Alison Bai is experiencing an almost ‘normal’ life for the first time in over a decade, confined to Canberra because of the COVID-19 shutdown.
As a professional tennis player, on average, Alison spends seven to eight months of the year on the gruelling international tennis circuit, travelling from tournament-to-tournament around the world.
This could be perceived as a glamorous lifestyle, traversing the globe playing tennis in exotic locations. But the reality is, it’s tough.
Players such as Alison have to make ends meet on the tour. The majority barely earn above minimum wage. She has spent 13 years on the circuit and her entire career earnings through prize money currently stand at around $200,000. That’s a bit over $15,000 a year, so assistance from family and friends to pay for flights and the basics is required.
Then there are the constants: coping with injuries and battling to maintain form.
For Alison, it’s all she’s known since venturing onto the circuit as a 17-year-old. That was 13 years ago, and the COVID-19 shutdown has forced her to question her future on the pro tour.
“I’m home in Canberra now. It provides a chance to reflect, to see if I want to go back on tour. It’s given me an opportunity to compare my lifestyle with normal life: working, studying and being at home.”
Studying law at the University of Canberra has been something of a distraction with the tennis circuit on hold during COVID-19.
“I have a Bachelor of Commerce degree from Monash. Now I am part of the Elite Athlete Program whilst studying law at UC,” says Alison.
“Because of the shutdown, the course is online and we have tutorials twice a week. UC allows me flexibility to do the course because I am usually travelling so much.”
As part of the adjustment to life at home, Alison says she is preparing for her first winter in Canberra since she was 17 years old. Prior to going on the tour she had been regarded as one of the top up and coming players in the juniors in Canberra, winning the under 12-years nationals and playing in the prestigious Bruce Cup.
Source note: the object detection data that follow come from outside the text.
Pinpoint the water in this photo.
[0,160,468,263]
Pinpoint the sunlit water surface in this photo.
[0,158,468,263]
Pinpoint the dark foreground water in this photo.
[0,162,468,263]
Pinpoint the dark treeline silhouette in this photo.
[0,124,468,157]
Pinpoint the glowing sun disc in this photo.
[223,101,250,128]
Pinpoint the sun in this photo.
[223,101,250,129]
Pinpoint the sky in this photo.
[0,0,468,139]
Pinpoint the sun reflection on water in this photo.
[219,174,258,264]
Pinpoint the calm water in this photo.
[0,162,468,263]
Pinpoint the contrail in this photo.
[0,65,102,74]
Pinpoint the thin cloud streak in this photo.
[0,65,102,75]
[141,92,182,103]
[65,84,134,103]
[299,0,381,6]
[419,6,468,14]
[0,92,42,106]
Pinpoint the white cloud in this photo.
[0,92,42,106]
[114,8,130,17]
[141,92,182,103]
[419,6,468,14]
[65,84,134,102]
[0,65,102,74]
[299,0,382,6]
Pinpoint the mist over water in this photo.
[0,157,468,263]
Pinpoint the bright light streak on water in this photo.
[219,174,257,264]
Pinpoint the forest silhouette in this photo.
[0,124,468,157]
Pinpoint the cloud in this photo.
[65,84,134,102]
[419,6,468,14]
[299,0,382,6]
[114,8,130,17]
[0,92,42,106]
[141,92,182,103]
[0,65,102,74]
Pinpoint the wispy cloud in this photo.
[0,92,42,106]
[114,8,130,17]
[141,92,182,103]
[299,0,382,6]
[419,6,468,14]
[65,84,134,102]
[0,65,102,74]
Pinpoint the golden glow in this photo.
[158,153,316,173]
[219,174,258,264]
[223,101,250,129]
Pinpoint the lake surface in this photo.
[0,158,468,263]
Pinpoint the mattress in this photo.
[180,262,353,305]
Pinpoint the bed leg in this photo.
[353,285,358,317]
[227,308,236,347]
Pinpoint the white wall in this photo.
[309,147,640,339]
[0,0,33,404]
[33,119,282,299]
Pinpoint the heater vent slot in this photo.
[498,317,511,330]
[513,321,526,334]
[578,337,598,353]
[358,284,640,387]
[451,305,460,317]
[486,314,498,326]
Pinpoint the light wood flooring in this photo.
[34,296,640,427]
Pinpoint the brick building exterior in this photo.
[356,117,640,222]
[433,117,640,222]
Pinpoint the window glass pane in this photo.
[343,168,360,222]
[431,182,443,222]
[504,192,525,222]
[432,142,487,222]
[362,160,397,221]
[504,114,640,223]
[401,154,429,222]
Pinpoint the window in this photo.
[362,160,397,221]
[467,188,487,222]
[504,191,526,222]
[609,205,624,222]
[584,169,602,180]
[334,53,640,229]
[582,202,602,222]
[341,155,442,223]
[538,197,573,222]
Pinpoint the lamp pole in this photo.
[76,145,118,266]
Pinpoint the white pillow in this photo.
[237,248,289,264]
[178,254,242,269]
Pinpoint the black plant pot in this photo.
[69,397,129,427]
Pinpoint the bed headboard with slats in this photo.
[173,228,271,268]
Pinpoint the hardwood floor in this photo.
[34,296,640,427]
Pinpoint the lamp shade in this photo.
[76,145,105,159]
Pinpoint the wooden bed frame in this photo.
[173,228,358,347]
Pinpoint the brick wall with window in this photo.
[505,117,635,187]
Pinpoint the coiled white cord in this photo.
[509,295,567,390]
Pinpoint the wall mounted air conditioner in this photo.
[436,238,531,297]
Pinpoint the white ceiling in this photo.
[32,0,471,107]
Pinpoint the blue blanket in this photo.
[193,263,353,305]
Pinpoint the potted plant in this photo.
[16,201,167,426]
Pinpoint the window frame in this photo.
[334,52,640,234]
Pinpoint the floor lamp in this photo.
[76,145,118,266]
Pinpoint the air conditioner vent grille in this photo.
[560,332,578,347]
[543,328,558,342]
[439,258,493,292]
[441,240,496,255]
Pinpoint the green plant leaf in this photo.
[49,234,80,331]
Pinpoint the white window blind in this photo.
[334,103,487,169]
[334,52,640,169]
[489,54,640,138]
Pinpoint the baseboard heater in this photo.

Now aged 30 and experiencing, to some extent, what a normal life can be like, she is starting to think about an existence beyond the circuit.
But, as she qualifies, “it depends on how long the COVID-19 shutdown continues; living a normal life may be an option”.
Alison has had somewhat of a resurgence as a doubles player as she gets older, with her doubles ranking currently standing around 128.
In this period of contemplation though, she is also realising how much she misses tennis, and this new ‘normal’ is something that she barely recognises: “I haven’t been in the one spot for such an expended period of time for years.”
So after the COVID-19 restrictions are lifted, Alison has some decisions to make.
I suspect the life she has known for as long as she can remember is going to be hard to walk away from.